The paperwork is fairly minimal. You will need your Aadhaar card, your Jan Aadhaar card, a copy of your Jamabandi — your land ownership record — not older than six months, and your bank account passbook. That is it. No long list of certificates or approvals needed upfront.

 
 

How to Apply
You can apply either online through the RajKisan portal or by walking into your nearest e-Mitra centre if you are not comfortable filling out forms on a computer. Both routes work equally well. If you are applying online, go to the RajKisan Saathi portal, log in and click on the RAJ-KISAN option. Under the Farmer section, select Application Entry Request. Enter your Bhamashah ID or Janaadhaar ID and search for your details. Select your name and the scheme name, complete the Aadhaar authentication, fill in your bank details and other required information, upload your documents and hit submit. You will receive an online receipt confirming your application has gone through.
If this feels like too many steps, the e-Mitra centre is the easier option. Just carry your documents and the person at the counter will handle the rest.

Why This Scheme Deserves More Attention
Most government farming schemes focus on seeds, fertilisers, or loans. This one focuses on something more fundamental — protecting what you have already grown.
A farmer can have the best seeds, the right amount of water, and a good monsoon — and still lose everything in two nights because a herd of nilgai found its way into the field.

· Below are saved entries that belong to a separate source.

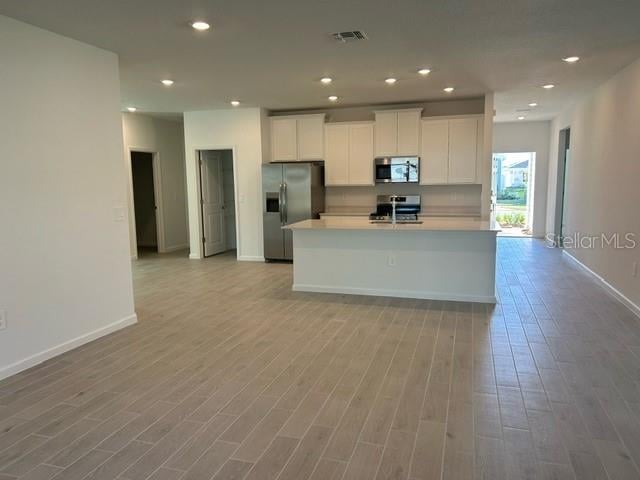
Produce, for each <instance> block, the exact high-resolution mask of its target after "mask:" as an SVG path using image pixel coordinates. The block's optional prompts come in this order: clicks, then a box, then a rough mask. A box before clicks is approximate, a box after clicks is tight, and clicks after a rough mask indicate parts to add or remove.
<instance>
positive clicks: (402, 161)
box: [375, 157, 420, 183]
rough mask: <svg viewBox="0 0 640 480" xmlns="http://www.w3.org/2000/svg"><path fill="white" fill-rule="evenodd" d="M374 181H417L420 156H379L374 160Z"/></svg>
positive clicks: (401, 181)
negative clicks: (374, 168)
mask: <svg viewBox="0 0 640 480" xmlns="http://www.w3.org/2000/svg"><path fill="white" fill-rule="evenodd" d="M375 175H376V183H418V181H419V180H420V157H380V158H376V160H375Z"/></svg>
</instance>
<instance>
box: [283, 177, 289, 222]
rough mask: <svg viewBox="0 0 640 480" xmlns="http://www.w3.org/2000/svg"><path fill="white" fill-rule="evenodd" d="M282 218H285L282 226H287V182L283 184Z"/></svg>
mask: <svg viewBox="0 0 640 480" xmlns="http://www.w3.org/2000/svg"><path fill="white" fill-rule="evenodd" d="M282 207H283V208H282V213H283V215H282V217H283V221H282V225H286V224H287V221H288V219H287V182H285V183H283V184H282Z"/></svg>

It happens across Rajasthan every year, and it hits hardest the farmers who can least afford the loss.
A barbed wire fence is not glamorous. It does not make headlines the way loan waivers do. But for a farmer who has spent four months tending a wheat crop, a fence is the difference between taking something to market and going home empty-handed. The government paying half the cost of that fence is genuinely useful support. The real problem is awareness — many eligible farmers in rural Rajasthan have simply never heard of this scheme.